Ms Emily Lau, chairman of Hong Kong's largest democracy party, the Democratic Party, told The Straits Times: "We are arranging for a meeting with Chief Secretary Carrie Lam."
Academic Joseph Cheng, convenor of the Alliance for True Democracy, a coalition of democrat legislators, said: "The movement as a whole believes that we should wait for a bit before doing anything drastic, because we want to be seen as trying everything we can to find a solution."
This means that a full-scale Occupy Central civil disobedience movement, if there is one, will take place only after next month. Student activists yesterday said they will hold a class strike in September. This comes after the Hong Kong government submitted a report to Beijing on Tuesday, asking for permission to amend the city's electoral laws and allow Hong Kongers to elect their leader in 2017.
The lull though, seems a temporary one, with many expressing pessimism about any possibility of a meeting of minds. Under Hong Kong's Basic Law, the chief executive is to be selected by universal suffrage upon nomination "by a broadly representative nominating committee in accordance with democratic procedures".
While a more radical wing of the pro-democracy camp insists on public nomination, given fears that a committee is a "trap" to winnow out pro-democracy candidates, another group consisting of moderates is signalling that they will settle for plans that may include a nominating committee but which offer Hong Kongers "meaningful choice".

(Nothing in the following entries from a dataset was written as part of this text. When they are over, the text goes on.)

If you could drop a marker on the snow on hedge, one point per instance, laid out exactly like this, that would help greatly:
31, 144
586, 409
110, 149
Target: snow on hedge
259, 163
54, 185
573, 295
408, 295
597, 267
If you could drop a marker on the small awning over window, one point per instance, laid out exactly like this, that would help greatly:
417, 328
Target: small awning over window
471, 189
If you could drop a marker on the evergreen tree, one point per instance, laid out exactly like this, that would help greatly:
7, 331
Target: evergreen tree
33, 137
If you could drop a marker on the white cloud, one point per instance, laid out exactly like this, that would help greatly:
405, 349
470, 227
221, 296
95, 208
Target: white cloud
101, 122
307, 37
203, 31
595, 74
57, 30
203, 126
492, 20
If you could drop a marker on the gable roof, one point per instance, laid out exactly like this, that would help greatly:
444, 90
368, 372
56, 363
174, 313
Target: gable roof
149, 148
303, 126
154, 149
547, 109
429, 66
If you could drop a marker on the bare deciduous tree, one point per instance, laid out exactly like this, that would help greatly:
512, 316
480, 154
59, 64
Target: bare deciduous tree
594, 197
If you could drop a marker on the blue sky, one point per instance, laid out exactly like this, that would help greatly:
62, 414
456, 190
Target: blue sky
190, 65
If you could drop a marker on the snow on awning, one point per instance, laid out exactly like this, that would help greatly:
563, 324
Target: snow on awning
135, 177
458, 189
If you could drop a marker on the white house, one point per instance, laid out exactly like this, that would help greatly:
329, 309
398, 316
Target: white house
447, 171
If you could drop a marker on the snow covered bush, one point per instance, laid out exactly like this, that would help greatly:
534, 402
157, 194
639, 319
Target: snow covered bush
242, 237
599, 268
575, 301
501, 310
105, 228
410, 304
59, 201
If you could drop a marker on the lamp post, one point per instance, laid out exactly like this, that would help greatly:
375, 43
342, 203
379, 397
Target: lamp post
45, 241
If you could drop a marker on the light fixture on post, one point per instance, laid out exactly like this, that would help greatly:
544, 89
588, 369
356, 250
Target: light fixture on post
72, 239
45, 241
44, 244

The appeal for choice has traction in Hong Kong society. The Bar Association, while saying that public nomination is incompatible with the Basic Law, has called for alternatives that "ensure maximum participation of the general electorate in the nomination process".
So how should this be defined? One way, says Prof Cheng, is a committee modelled after the current 1,200-strong Election Committee appointed by Beijing or voted in by functional groups representing interests like business.
The key, he says, is the threshold for successful candidates - to allow those with one-eighth of votes to go through. The democrats calculate that this gives one of their own a fighting chance to run for election. "The democracy camp might buy this," he adds.
However, observers poring over the government's report for hints say the chances of Beijing allowing for this are slim.
Law academic Eric Cheung notes its "emphasis" on a two-stage nominating process, including having to garner recommendations by "a certain number" of members.
The "mainstream opinion", the report adds, holds that nominees should "love the country and love Hong Kong" - generally a byword for excluding pan-democrats.
Says Ms Lau: "Many people are pessimistic about this, and I myself am not positive either. But we will still try to fight for it."
Political scientist Linda Li, however, is more hopeful that with the conversation now geared towards the nominating committee rather than public nomination, Beijing will be more open to widening the fairways.
"The central government should see that universal suffrage, as well as an electoral system that the Hong Kong people support, is necessary and very critical for Hong Kong's better governance.
"If Hong Kong's governance continues to go downhill, I don't see how that will be good for Beijing."